SEATTLE -- Seattle Mayor Ed Murray’s executive order requiring all Seattle bicycle patrol officers to be equipped with body cameras began on July 22nd.
“Body cameras improve behavior and de-escalation on both sides of the camera,” said Mayor Murray. “We have taken far too long to fully implement the body camera program due to legislative gridlock—it is past time to move forward. This order will get cameras on officers on the street, so we know what happens during interactions with the public. This level of accountability is good for both officers and the public, and will help build trust in a time where the community, particularly the African American community, is hurting,” said Murray.
A member of the African American community, Frances Bowman says the body cameras are a welcome step into healing the relationship between police and the community.
“I think it’ll give the community some comfort. There are too many people that are dying and not enough being done about it, and with the transparency of the body cameras we will be able to at least know what we’re dealing with and then move forward,” said Bowman.

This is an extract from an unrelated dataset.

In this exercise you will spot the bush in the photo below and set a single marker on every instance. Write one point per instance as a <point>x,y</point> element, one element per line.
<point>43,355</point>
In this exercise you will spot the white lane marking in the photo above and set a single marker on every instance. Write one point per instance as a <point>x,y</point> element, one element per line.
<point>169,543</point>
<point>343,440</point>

Murray says the body cameras will help hold police officers accountable and provide a public record for the community.
“We can no longer depress Seattle of this important tool to create a more detailed record of what happens during critical instances,” said Murray.
But for the vice president of the Seattle Police Officer’s Guild, sergeant Richard O’Neil, he says body cameras would not have prevented the death of Charleena Lyles in June 2017 when she was shot by Seattle Police officers in her apartment.

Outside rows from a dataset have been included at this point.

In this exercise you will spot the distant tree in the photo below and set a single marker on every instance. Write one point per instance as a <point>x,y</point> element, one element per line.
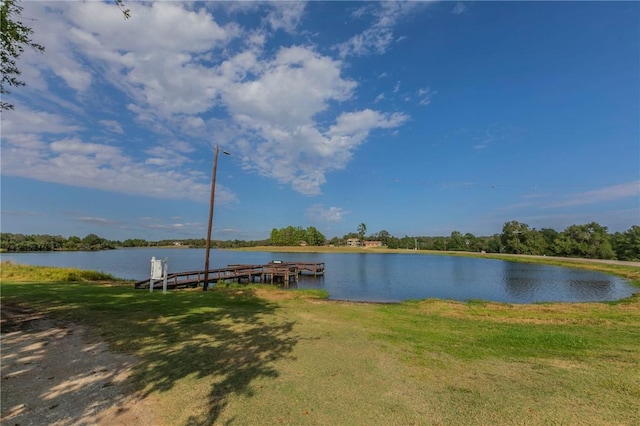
<point>494,244</point>
<point>362,231</point>
<point>626,244</point>
<point>549,236</point>
<point>456,241</point>
<point>518,238</point>
<point>590,241</point>
<point>314,237</point>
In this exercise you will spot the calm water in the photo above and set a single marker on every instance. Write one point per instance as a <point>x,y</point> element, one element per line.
<point>374,276</point>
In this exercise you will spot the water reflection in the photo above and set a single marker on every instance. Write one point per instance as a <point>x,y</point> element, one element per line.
<point>374,276</point>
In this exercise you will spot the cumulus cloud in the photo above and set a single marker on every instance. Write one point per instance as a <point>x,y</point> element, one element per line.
<point>282,109</point>
<point>72,161</point>
<point>610,193</point>
<point>112,126</point>
<point>380,35</point>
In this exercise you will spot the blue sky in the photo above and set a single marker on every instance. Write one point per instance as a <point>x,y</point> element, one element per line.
<point>419,118</point>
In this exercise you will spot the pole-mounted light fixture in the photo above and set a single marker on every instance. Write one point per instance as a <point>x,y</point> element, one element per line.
<point>211,202</point>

In an op-ed piece O’Neil writes in part, “Body cameras would not have prevented, assisted, or hindered that incident. Body cameras are not the end all be all as they are being portrayed by some,” says O’Neil.
Many Seattleites don’t see a downside to body cameras.
“Everyone should be held accountable for how they treat each other, for how they perceive each other and the actions they put against each other,” said David Skenes who is in support of body cameras on Seattle Police Officers.
“I like that our interaction is completely recorded, there’s no reason for him to be able to say I did something, or for me to say I did something,” said Ryan Linder, a Seattleite also in support of body cameras on officers.
Mayor Murray’s executive order adds Seattle to a list of major cities like Oakland, Denver, Atlanta, Washington, D.C. and Detroit, and localities like Spokane that currently have cameras on officers.
The Seattle west precinct serves the Downtown Business District, Waterfront, International District, Pioneer Square, Belltown, Queen Anne, West Edge, SoDo, Westlake, Eastlake, Seattle Center, Denny Triangle, Magnolia, South Lake Union.